Credit conditions around the world are weakening with the increasing volatility in global markets, the ratings company Standard & Poor's (S&P) said late on Tuesday. The reasons it cited for current concerns about global growth are volatility in financial markets, China's slowing growth and concerns about restabilization efforts, weak commodity prices, and funding difficulties.
S&P evaluated macroeconomic conditions and financial trends that could have a negative impact on credit quality in North America, Europe, Asia-Pacific and Latin America; with the conclusion that "credit conditions are generally less favorable for all regions." In North America, credit conditions are less favorable in the U.S. and Canada this year compared to 2015. Although the economic fundamentals remain resilient in the U.S. with the slower-than-anticipated pace of the Federal Reserve's interest rate hikes, Canada struggles with low oil and commodity prices.

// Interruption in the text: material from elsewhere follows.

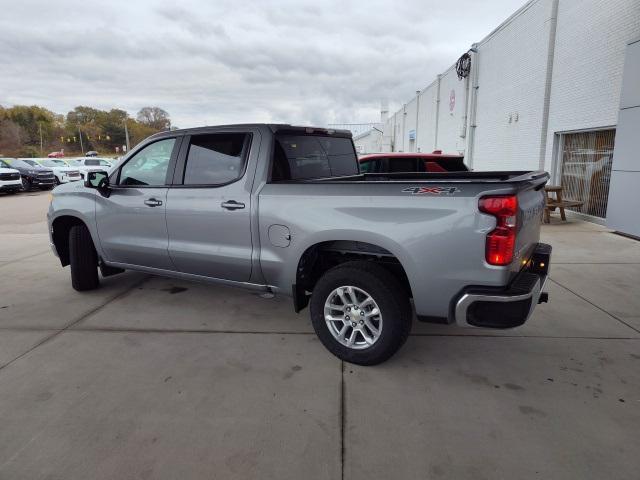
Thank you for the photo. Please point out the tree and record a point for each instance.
(10, 137)
(154, 117)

For Europe, the slowdown in GDP growth continues to cause concern. But S&P believes trade within the EU is likely to increase in 2016. There are still questions about the U.K.'s possible exit from the EU, which could trigger a period of economic and financial uncertainty. "The Bank of England would be ready to defend the pound sterling. The government has tools in its bag as well," said S&P. The financial services company warned that European banks could adopt bolder behaviors to seek higher returns by extending riskier loans or investing in riskier assets. Fears about China's ability to rebalance its economy dominates markets in the Asia-Pacific region.
S&P emphasized that more economic reforms in China are needed, and added that financial and economic risks to the country's "creditworthiness" are gradually increasing. "Over the next five years, China will show only modest progress in economic rebalancing and credit growth deceleration. In addition to China, we regard the near-term negative momentum in Asia-Pacific credit quality as likely to continue in terms of downgrades," explained S&P.S&P expects a modest recovery in the region in 2017, as commodity prices, especially oil, begin to gradually rise along with external demand.